Posts Tagged “United Potato Growers of Idaho”
A federal judge approved a $25 million settlement that completes one chapter of a five-year long antitrust battle over the nation’s potato market being manipulated by a potato cartel.
Consumers will get $5.5 million and grocers $19.5 million. Chief U.S. District Judge B. Lynn Winmill granted final approval of the settlement on December 14.
Potato buyer Brigiotta’s Farmland Produce and Garden Center of Jamestown, NY filed the class action against the United Potato Growers of America (UPGA), United Potato Growers of Idaho (UPGI) and a long list of member and nonmember growers in 2010. The lawsuit, and another filed by Associated Wholesale Grocers in 2013, claims the defendants conspired to inflate the price of potatoes “in classic cartel behavior,” that the cartel used physical and nonphysical intimidation to get independent growers to join, that it used high-tech methods of surveillance and physical “flyovers” to monitor members, and that the successful campaign led to an 80 percent control of the market.
Idaho grower Albert Wada, of Wada Farms Group, allegedly spearheaded the campaign, founding the United Fresh Potato Growers of Idaho in 2004, later renaming it the United Potato Growers of Idaho. The organization’s purpose, as stated in its articles of incorporation, is to “stabilize potato prices and supplies in the state of Idaho and to work with similar cooperatives in other states having similar purposes,” according to the third amended complaint, a 107-page monster filed on Jan. 24, 2014.

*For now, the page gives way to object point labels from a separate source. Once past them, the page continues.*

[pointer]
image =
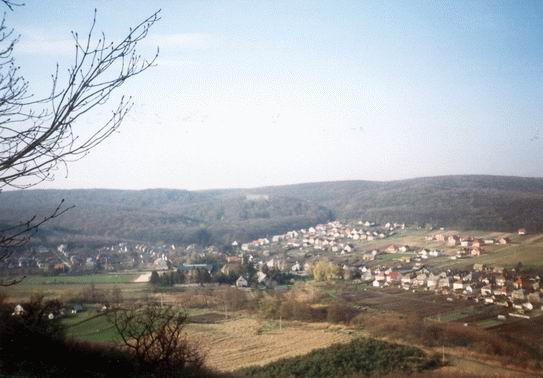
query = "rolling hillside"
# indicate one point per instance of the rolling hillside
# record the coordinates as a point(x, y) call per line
point(220, 216)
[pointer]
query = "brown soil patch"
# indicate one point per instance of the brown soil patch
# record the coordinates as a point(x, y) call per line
point(243, 342)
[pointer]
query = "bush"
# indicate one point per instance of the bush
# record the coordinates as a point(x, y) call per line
point(360, 356)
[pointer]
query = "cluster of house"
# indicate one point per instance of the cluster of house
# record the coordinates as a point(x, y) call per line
point(60, 312)
point(490, 285)
point(117, 257)
point(332, 236)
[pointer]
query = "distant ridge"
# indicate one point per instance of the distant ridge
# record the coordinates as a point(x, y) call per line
point(501, 203)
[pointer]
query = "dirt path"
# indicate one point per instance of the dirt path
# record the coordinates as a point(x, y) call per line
point(144, 277)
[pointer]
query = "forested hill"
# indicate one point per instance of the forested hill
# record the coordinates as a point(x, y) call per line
point(469, 202)
point(172, 216)
point(220, 216)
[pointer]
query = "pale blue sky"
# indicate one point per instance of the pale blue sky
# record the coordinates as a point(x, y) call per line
point(262, 93)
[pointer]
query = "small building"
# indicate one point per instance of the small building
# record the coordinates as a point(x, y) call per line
point(241, 282)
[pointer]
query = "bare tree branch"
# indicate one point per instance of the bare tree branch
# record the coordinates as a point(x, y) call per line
point(39, 136)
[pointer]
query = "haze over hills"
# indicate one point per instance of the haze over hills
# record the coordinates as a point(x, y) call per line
point(220, 216)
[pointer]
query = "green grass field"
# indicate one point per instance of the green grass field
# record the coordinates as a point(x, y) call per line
point(103, 278)
point(89, 326)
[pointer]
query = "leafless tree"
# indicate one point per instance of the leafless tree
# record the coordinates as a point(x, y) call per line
point(155, 335)
point(37, 135)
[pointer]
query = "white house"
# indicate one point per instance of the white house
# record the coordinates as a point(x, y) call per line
point(241, 282)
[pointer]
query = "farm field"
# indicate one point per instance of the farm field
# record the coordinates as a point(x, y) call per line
point(246, 341)
point(68, 286)
point(104, 278)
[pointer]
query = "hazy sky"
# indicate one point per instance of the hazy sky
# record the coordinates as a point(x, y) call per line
point(269, 92)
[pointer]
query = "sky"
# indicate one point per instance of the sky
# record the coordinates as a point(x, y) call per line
point(255, 93)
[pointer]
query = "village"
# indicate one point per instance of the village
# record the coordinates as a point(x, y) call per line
point(358, 252)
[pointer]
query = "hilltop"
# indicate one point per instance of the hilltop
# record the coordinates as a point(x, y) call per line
point(499, 203)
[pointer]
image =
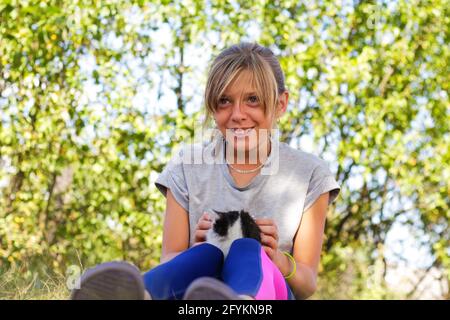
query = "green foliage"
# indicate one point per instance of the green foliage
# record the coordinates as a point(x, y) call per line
point(80, 145)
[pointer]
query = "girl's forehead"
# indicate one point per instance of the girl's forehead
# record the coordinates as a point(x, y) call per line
point(241, 85)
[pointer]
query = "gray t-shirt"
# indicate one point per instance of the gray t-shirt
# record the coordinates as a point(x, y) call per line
point(290, 182)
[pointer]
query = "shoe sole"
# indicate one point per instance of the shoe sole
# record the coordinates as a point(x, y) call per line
point(111, 281)
point(209, 289)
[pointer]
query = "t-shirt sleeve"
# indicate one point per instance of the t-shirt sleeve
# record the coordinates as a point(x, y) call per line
point(173, 177)
point(322, 181)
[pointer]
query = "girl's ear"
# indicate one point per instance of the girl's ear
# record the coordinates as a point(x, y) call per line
point(283, 103)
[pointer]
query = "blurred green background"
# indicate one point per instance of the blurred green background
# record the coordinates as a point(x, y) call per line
point(95, 96)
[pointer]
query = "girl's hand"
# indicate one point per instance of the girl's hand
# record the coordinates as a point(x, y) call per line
point(203, 225)
point(269, 240)
point(269, 236)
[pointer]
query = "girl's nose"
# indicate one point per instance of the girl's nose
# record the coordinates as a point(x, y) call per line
point(237, 113)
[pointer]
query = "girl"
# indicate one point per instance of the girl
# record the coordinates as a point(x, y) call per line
point(244, 167)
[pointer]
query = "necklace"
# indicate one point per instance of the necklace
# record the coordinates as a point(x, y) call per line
point(240, 170)
point(245, 171)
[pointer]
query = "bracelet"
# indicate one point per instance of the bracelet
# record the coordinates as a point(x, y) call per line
point(294, 269)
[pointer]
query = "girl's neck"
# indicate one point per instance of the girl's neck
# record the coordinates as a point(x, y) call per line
point(250, 158)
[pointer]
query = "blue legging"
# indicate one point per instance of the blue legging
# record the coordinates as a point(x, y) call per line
point(243, 270)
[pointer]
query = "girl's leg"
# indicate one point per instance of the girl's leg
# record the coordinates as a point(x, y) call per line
point(249, 271)
point(171, 279)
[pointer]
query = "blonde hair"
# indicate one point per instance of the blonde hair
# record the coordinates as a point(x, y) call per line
point(265, 70)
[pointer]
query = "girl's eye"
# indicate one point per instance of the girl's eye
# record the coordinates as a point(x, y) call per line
point(223, 101)
point(253, 99)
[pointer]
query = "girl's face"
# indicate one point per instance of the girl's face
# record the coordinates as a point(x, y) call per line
point(240, 115)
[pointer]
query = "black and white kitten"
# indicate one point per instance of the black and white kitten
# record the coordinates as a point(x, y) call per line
point(229, 226)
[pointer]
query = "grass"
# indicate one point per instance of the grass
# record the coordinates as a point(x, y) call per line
point(18, 285)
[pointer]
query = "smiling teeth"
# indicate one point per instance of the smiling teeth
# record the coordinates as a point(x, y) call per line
point(241, 132)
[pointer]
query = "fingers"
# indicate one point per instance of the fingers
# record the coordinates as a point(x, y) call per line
point(270, 231)
point(200, 235)
point(269, 241)
point(203, 225)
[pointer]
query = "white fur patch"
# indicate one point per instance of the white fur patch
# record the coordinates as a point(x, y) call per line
point(224, 243)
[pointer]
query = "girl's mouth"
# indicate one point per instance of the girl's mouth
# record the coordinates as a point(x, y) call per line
point(242, 132)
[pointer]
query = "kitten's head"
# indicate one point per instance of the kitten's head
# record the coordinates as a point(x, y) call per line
point(229, 226)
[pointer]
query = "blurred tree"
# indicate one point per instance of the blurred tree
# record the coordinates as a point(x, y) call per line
point(94, 96)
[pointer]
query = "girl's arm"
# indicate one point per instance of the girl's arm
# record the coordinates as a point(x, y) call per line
point(175, 229)
point(307, 249)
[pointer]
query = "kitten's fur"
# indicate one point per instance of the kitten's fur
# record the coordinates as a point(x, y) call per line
point(229, 226)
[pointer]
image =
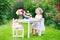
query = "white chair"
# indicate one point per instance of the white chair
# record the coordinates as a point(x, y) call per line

United Potato Growers of America was founded in 2005 and is headquartered in Salt Lake City. Members pay dues from $10,000 to $500,000 based on acreage, according to the complaint. The “cooperatives” were formed in response to declining prices. Growers reduced the supply of potatoes, in part, by changing their contracts with customers, basing orders on a specific number of acres of potatoes to be grown instead of a specific quantity of potatoes.